Devrimin başarıya ulaşmasında gazilere çok görev düştüğünü belirten Sorxwîn, gazilerin halkın içerisinde olması gerektiğini, devrimci halk savaşında örgütlenmelerini ve devrim kişiliği yaratma çalışmalarında yer almaları gerektiğini vurguluyor. Sorxwîn, “Gazilerin diğer bir görevi de devrime, devrimin kimliğine sahip çıkmaktır. Devrime sahip çıkmak 5 bin yıllık egemenlikçi zihniyete karşı durmaktır. Bu kadın özgürlüğünü esas almaktır çünkü. Katledilen, tecavüze uğrayan, şiddet gören, toplumsal yaşamda vasıfsız bırakılan, iradesi gasp edilen kadınlar devrim içerisinde yer almalı, devrime sahip çıkmalıdır. Biliyoruz ki bu ataerkil zihniyeti ortadan kaldırmanın yolu eğitimdir. Önder Apo’nun ekolojik, kadın özgürlükçü, cinsiyet eşitlikçi, özgürlükçü paradigmasını bu devrimin içerisine gaziler oturtabilir” diyor. 
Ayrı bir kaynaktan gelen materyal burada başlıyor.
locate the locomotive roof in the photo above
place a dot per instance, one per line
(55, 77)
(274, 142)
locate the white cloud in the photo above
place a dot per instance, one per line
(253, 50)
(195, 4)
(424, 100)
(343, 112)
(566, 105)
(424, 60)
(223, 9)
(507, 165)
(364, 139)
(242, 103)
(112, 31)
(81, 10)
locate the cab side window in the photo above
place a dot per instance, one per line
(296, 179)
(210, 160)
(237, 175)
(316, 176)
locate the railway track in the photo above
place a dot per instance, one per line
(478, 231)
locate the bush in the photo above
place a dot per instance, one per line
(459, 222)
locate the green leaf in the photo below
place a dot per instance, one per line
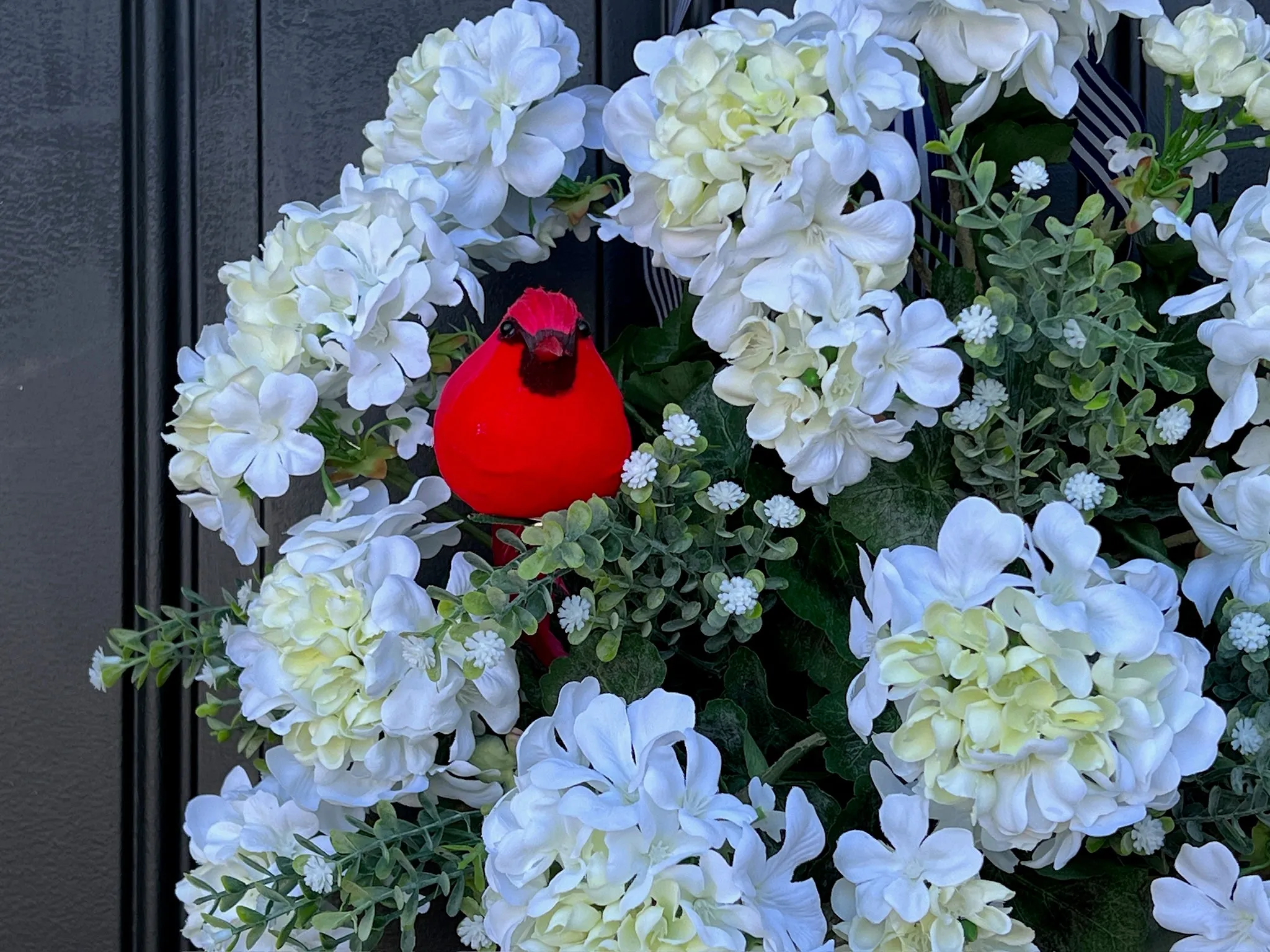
(953, 287)
(649, 392)
(724, 426)
(848, 756)
(746, 683)
(1009, 144)
(634, 672)
(901, 503)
Kürt halkının yıllarca anadilinde eğitim, öğrenim görmekten mahrum bırakıldığını, yüzyıldır köle olarak yaşamaya mecbur bırakıldığını, katliamlardan geçirildiğini ifade ediyor Sorxwîn, tüm bu gerçeklikleri halka anlatacak kişilerden en önemlilerin yine gaziler olduğunu vurguluyor. “Devrimin anlamı nedir? Neden devrim yapıldı?” sorularının önemli olduğunu da belirten Sorxwîn, bu soruların cevaplarını halka anlatacak kişilerin, devrimin ana motoru olan gaziler olduğunu ifade ediyor. 

** * 

Kaybetme lüksümüz yok

Türk devletini Rojava’ya yönelik saldırılarına işaret eden Sorxwîn, olası bir saldırının NATO’dan izin alınmadan gerçekleşmeyeceğini belirtti. Türk devletinin son günlerdeki saldırı tehditlerinin NATO’dan aldığı onayın göstergesi olduğunu söyleyen Sorxwîn, “DAİŞ’i bitirdiğimizden beri Rojava’ya dönük saldırı ve yönelimler arttı. Saldıranın Türk devleti ve desteklediği çeteler gibi görünse de, biz bunun uluslararası bir konsept olduğunun farkındayız” dedi. “Bugün Türk devleti Kürdistan dağlarında gerillaya yenilmiş durumdadır” diyen Sorxwîn, Zap, Avaşîn, Metîna’dan, Botan ve Dersim’e kadar gerillanın Türk devletini yendiğini, Türk devletinin büyük bir kırılma yaşadığını vurguladı. Sorxwîn, “Büyük kayıpları var. Türk devletinin bu yenilgiden sonra Rojava’ya saldıracağını öngörebiliyoruz. Bundan dolayı herkesin devrim değerlerini, halkını koruma zamanıdır” diye ifade ediyor.

“YPG, YPJ, QSD, Rojava halklarının, enternasyonallerin, kadınların ve devrimcilerin bu saldırılara karşı durması, devrimi sahiplenmesi gerekiyor” çağrısında bulunan Sorxwîn, devrimin kazanımlarına sahip çıkılması gerektiğinin altını çizdi. Sorxwîn, “Uluslararası güçlere canları istediğinde, çıkarları söz konusu olduğunda bu devrime saldıramayacaklarını göstermemiz gerekiyor. Daha güçlü, etkili, yaratıcı, zafere odaklı çözümler bulmalıyız. Saldırılara karşı durmalı, direnmeliyiz.  Bu devrim bastırılır, dağıtılırsa halklarımız, halkımız bir yüz yıl daha köleliğe mahkum edilecektir. Bizim bir daha kaybetme lüksümüz yoktur” diye vurguluyor.